Question 1:
-This is a real case
PH = 7.253 that is acidaemia (mild)
PCO2 = 61.5. So, we have respiratory acidosis – Can be acute or chronic (Not that clear from the clinical presentation).
Compensation for acute respiratory acidosis ( HCO3 should increase by 1 for every 10 mmHg of CO2 above 40). Accordingly expected HCO3 should be 26.1. That is very close to the value that we have here (26.2). However, if we have full compensation we should expect PH to be close to normal, (Not as low as 7.25).
The other possibility is chronic respiratory acidosis. In this case the compensation ( HCO3 should increase by 4 for every 10 mmHg of CO2 above 40). Accordingly expected HCO3 should be around 32. Because HCO3 is less than that, then the chronic respiratory acidosis should be associated with other acidosis process (Can be acute metabolic acidosis or acute respiratory acidosis).

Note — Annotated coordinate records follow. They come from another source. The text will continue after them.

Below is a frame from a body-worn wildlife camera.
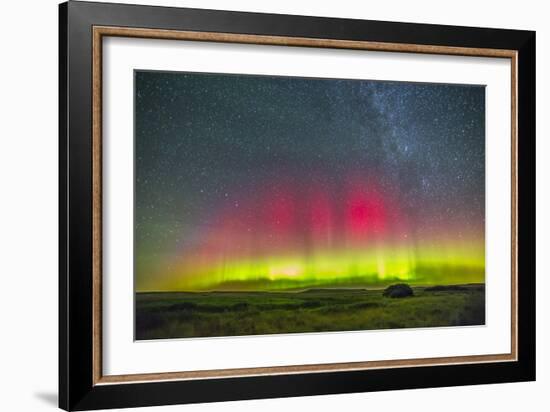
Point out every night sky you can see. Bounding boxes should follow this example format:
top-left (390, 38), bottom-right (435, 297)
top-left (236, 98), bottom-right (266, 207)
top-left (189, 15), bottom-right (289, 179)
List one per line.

The presence of chronic respiratory acidosis with acute metabolic acidosis explains the Low PH = 7.25, also explains the severe lactataemia.
To make things more confusing
- Anion gap is (141 – (102+26)) = 13 (very close to normal).
- Calculated PH level to PCO2 level, 21.5 x 0.008 + 7.25 = 7.42
Question 2:
This patient was in septic shock due to bilateral pneumonia and although the blood gas results fit well with well compensated acute respiratory acidosis clinically that didn’t fit.
Remember, always trust your clinical assessment.
Management of this case:
- Early recognition and intervention
- Appropriate broad spectrum antibiotics (within 30 minutes)
- Aggressive haemodynamic resuscitation (with fluids and vasopressors – begin with crystalloids – minimum of 30 ml/kg. Vasopressor of choice is Noradrenaline).
- Monitoring of Blood pressure (MAP>65), Lactate clearance, Urine output> 0.5 ml/kg/hr, CVP 8-12 without pitting oedema, Central venous O2 of 70.